Así de sencilla y placentera fue mi tarea aquella mañana de sol otoñal.
Embolsar el gato.
Uno tras otro junté todos sus restos. Los puse allí, todos juntitos, en esa triple cobertura que até con un fuerte moño con un hilo sisal. Los dejé listos para sacarlos a la calle y que don basurero se los lleve, tirando por la borda la idea de la cristiana sepultura.

La logística venía perfecta hasta que mi cabeza hizo click.
Nuevamente era sábado. El basurero no pasaba hasta el lunes.
La bolsa no podía salir a la calle hasta el domingo. Tampoco podía quedar en el jardín y arriesgarme a una nueva exhumación de los restos.
Actuando en consecuencia, debí improvisar una sala de velatorios dentro de la casa. Elegí el garaje. Un espacio que quedó vedado para todos, con un auto que quedó atrapado como custodiando al occiso.
Resuelto el velatorio, tomé nuevamente coraje y bañe los perros que seguían en cuarentena en el fondo con un olor que ni ellos se aguantaban.

Terminada esta tarea, ni hijos humanos ni hijos perros se me acercaban. Mi ira no tenía cabida en mí, y esta situación se reflejaba a la legua. Todos mantenían distancia. Nadie podía predecir mi reacción ante la menor sugerencia o pedido de algo.

La llamada redentora de una amiga para una tarde de playa me dejó tomar distancia de la angustia del velorio.

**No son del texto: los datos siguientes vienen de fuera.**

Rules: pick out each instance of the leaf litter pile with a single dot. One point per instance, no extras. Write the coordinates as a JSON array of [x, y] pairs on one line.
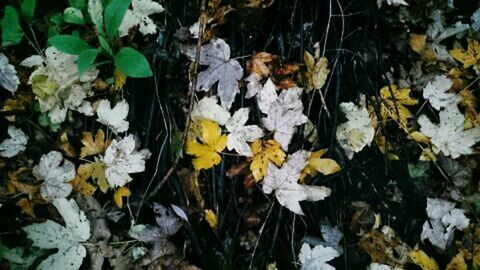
[[241, 134]]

Finalmente se hicieron las 20 hs del domingo. Momento fijado para la partida definitiva.
Con entereza y resignación, cargué la bolsa con los restos mortales.
Mirando a un lado y a otro del vecindario, como sintiendo que sacaba algo prohibido, la deposité en el cordón de la vereda. Me fui al balcón para esperar el momento de su ida. No despegué la mirada hasta que lo vì desaparecer en la caja del camión del basurero.
Ya eran las veintidós horas.

Así terminó esta historia, una historia que comenzó a repetirse cuando… Un pobre e indefenso gato que había osado atravesar el jardín aquella noche de alborotos, ladridos y maullidos apareció AHÍ, ¡MUERTO! Víctima de mis canes.
-¡A embolsar el gato! - grité
Prestos y sin acordarse de la cultura occidental de los muertos, salieron los sepultureros, con la pala, la escoba y la bolsa negra.
En medio de la noche y sin perder un segundo embolsaron el gato con la celeridad propia del experimentado.
¿La razón? La busco... La encuentro: a las veintidós horas pasaba el basurero.